Treatment of Hearing Impairment in Children

  • Hearing aids or cochlear implants for irreversible hearing loss
  • Sometimes teaching a nonauditory language

Reversible causes and abnormalities are treated.

If hearing loss is irreversible, a hearing aid can usually be used. They are available for infants as well as children. If hearing loss is mild or moderate or affects only one ear, a hearing aid or earphones can be used. In the classroom, an FM auditory trainer can be used. With an FM auditory trainer, the teacher speaks into a microphone that send signals to a hearing aid in the nonaffected ear.

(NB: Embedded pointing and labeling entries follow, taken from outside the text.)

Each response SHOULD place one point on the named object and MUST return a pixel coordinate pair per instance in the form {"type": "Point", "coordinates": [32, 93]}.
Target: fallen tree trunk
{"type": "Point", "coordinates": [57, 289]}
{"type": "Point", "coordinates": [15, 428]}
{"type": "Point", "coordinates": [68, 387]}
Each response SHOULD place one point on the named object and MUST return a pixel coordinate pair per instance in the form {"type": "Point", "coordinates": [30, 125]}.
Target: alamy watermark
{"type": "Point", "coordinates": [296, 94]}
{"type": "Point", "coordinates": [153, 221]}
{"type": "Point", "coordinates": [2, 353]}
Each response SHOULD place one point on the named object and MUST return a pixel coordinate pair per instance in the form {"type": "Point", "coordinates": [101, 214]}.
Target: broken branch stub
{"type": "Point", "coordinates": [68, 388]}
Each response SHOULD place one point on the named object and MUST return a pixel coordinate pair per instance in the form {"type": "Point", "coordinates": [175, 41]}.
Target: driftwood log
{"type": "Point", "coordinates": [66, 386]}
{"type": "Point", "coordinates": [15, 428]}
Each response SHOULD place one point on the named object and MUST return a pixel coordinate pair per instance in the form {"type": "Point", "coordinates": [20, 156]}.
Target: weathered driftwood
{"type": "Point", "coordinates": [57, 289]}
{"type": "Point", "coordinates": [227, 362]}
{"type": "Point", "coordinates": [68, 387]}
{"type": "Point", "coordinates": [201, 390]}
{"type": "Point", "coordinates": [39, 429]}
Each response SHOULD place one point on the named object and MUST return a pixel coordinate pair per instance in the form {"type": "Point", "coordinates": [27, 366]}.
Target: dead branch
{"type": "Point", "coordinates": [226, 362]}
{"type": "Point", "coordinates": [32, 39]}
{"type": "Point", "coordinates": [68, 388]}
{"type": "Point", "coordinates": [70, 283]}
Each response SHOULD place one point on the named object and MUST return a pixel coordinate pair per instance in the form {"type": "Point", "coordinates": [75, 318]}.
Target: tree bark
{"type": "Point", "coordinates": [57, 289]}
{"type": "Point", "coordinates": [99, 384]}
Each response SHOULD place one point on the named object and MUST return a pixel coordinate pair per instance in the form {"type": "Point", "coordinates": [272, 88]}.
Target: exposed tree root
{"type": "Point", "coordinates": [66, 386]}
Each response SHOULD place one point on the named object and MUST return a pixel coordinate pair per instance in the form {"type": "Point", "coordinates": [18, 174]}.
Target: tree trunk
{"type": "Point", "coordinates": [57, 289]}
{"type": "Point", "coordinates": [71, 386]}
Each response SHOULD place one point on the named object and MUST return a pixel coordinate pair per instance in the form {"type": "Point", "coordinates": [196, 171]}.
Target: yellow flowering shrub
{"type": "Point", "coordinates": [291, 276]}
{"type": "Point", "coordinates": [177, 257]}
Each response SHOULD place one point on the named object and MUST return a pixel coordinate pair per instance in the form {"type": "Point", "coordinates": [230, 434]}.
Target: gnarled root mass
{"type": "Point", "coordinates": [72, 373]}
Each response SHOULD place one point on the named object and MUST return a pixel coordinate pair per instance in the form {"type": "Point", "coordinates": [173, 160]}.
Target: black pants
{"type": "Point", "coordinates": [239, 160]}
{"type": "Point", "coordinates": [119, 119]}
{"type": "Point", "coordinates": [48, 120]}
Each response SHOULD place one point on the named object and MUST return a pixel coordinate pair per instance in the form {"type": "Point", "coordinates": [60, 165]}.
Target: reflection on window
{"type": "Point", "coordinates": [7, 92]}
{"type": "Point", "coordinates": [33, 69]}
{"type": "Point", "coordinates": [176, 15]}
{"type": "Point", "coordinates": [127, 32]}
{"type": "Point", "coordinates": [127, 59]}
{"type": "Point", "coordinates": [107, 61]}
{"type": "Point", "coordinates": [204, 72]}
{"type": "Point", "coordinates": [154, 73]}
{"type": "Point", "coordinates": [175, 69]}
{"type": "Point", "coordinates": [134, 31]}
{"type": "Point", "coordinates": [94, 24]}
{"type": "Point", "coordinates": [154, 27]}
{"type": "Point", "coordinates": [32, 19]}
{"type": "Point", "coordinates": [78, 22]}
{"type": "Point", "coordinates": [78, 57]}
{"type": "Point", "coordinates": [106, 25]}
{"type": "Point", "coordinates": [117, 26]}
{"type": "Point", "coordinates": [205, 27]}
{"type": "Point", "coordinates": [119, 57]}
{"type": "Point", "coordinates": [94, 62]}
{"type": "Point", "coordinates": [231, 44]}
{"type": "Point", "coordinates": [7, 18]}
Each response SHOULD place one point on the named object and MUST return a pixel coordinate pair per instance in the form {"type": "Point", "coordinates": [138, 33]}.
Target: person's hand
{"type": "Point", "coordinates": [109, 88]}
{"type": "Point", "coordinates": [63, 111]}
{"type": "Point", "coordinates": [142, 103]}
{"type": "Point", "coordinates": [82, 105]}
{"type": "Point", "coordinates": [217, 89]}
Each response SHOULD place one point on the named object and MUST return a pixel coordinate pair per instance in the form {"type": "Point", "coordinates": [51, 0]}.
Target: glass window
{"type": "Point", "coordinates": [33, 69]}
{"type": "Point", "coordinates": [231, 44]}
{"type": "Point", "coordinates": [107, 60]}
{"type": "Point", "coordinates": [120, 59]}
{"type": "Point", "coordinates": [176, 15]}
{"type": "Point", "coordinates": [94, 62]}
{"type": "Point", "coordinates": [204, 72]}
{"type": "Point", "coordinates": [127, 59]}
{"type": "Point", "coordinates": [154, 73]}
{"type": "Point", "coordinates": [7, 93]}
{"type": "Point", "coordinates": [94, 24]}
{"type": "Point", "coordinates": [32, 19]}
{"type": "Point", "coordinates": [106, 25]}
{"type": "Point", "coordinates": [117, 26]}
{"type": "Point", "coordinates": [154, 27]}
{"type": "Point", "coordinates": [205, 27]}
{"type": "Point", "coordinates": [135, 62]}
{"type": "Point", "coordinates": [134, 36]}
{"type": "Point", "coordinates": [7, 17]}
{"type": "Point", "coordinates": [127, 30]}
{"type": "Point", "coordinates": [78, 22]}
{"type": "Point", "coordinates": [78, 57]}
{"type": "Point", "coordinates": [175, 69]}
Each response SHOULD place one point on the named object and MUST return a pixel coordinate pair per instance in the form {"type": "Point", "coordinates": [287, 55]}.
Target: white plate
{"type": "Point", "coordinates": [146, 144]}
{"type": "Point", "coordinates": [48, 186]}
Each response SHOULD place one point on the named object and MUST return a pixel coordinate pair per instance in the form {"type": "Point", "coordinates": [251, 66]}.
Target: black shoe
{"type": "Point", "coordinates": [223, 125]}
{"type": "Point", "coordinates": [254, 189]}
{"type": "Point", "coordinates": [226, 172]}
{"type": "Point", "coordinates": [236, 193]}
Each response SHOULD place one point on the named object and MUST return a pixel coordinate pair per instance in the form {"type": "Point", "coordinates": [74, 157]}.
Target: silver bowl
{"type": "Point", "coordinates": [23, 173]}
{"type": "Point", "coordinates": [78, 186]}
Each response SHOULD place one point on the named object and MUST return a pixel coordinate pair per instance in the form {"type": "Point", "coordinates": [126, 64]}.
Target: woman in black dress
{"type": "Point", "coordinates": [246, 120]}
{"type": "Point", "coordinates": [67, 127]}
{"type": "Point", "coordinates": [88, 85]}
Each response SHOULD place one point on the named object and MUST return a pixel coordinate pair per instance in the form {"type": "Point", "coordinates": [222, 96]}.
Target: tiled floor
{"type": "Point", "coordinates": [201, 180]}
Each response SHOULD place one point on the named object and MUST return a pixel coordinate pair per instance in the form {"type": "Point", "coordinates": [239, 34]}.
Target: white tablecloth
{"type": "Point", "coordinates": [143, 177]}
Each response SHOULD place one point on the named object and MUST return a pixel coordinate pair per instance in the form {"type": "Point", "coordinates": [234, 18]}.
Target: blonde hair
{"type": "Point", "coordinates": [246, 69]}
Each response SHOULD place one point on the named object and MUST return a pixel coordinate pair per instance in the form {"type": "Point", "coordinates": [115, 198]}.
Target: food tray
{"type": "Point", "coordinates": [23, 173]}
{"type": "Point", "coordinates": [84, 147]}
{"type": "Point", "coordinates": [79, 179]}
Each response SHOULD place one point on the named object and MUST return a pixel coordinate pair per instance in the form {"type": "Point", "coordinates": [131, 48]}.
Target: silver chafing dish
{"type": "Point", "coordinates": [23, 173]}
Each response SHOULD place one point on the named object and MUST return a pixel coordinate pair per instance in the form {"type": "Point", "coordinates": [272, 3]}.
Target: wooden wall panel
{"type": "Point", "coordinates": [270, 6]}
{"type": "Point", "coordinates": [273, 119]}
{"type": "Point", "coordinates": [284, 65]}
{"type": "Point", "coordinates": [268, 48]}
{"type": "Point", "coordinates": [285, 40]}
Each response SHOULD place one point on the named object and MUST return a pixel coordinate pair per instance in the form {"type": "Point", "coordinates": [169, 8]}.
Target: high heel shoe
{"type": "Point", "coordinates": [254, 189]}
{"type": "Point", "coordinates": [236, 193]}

If hearing loss is severe enough that it cannot be managed with hearing aids, a cochlear implant may be needed. Children may also require therapy to support their language development, such as being taught a visually based sign language.

Key Points

  • Common causes of hearing loss in neonates are cytomegalovirus infection or genetic defects and in infants and older children are cerumen accumulation and middle ear infusions.
  • Suspect hearing loss if a child's response to sounds or development of speech and language is abnormal.
  • Screen infants for hearing loss, beginning with evoked otoacoustic emissions testing.
  • Diagnose children based on results of clinical examination and tympanometry.
  • Treat irreversible hearing loss with a hearing aid or cochlear implant and language support (eg, teaching sign language) as needed.